Joseph C. Devine and Ryan A. Cates, Columbus, for appellant.
DECISION AND JUDGMENT
{¶ 1} This is an appeal from a judgment of the Lucas County Court of Common Pleas in favor of appellee after a bench trial. For the reasons set forth below, this court reverses the judgment of the trial court.
{¶ 2} This is the ninth year of litigation of this matter and the third appeal to emanate from that litigation. On November 14, 2011, plaintiff-appellee Amalgamated Transit Union, AFL-CIO, Local 697 ("ATU") filed an "Application/Petition to Compel Enforcement of Arbitration Agreement" against defendant-appellant Toledo Area Regional Transit Authority ("TARTA") after the 2009 collective bargaining agreement ("CBA") between the parties expired, and they could not agree on a successor CBA. In the first appeal, this court reversed the trial court's order dismissing ATU's petition for lack of subject-matter jurisdiction. Amalgamated Transit Union, AFL-CIO, Local 697 v. Toledo Area Regional Transit Auth. , 2013-Ohio-4412, 2 N.E.3d 289 (6th Dist.). In the second appeal, this court vacated the trial court's July 31, 2017 bench trial judgment granting ATU's petition and remanded for separate findings of fact and conclusions of law. Amalgamated Transit Union, AFL-CIO, Local 697 v. Toledo Area Regional Transit Auth. , 6th Dist. Lucas No. L-17-1217, 2018-Ohio-2867, 2018 WL 3492777. This third appeal responds to the trial court's August 9, 2019 journalized "Opinion and Judgment Entry on Remand Bench Trial Findings of Fact and Conclusions of Law," again granting ATU's petition.1
{¶ 3} TARTA timely filed this notice of appeal setting forth three assignments of error.
{¶ 4} We will address TARTA's second assignment of error first.
{¶ 5} TARTA argues for its second assignment of error that the trial court erred as a matter of law in finding that Ohio courts favor binding interest arbitration, rather than fact-finding, to resolve an impasse for a successor, public-sector CBA. TARTA further argues Ohio's public policy stated in R.C. 4117.14 favors fact-finding for an impasse for a successor CBA between a public employer and a non-safety forces union. One exception is where there is a clear and unambiguous mutually agreed upon dispute settlement procedure (a "MAD"), and TARTA argues the limited-purpose protective arrangements agreement under the Urban Mass Transportation Act of 1964, as amended ("UMTA"), sometimes called a "Section 13(c) Agreement," is not a MAD.
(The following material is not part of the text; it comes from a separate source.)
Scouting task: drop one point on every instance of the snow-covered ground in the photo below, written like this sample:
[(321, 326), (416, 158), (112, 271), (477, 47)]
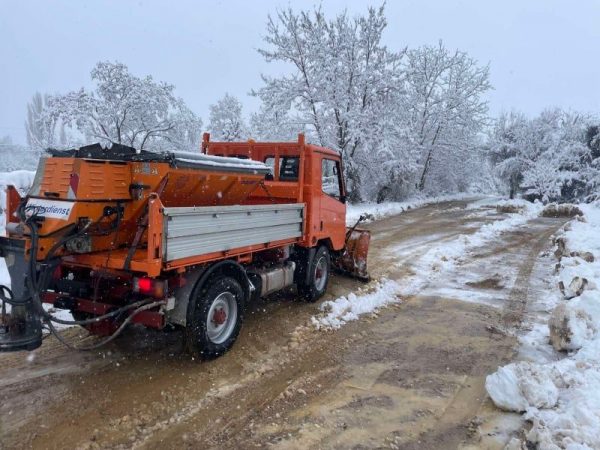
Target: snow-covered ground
[(22, 180), (376, 211), (439, 260), (557, 385)]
{¶ 6} In response, ATU argues its petition to compel arbitration against TARTA was brought pursuant to R.C. 2711.03. ATU argues R.C. 2711.01(A) is clear that when the parties agree to settle a controversy between them by arbitration, that agreement is "valid, irrevocable, and enforceable, except upon grounds that exist at law or in equity for the revocation of any contract." ATU argues the Section 13(c) Agreement with TARTA is a valid, irrevocable and enforceable agreement to arbitrate the impasse between the parties for a successor, public-sector CBA.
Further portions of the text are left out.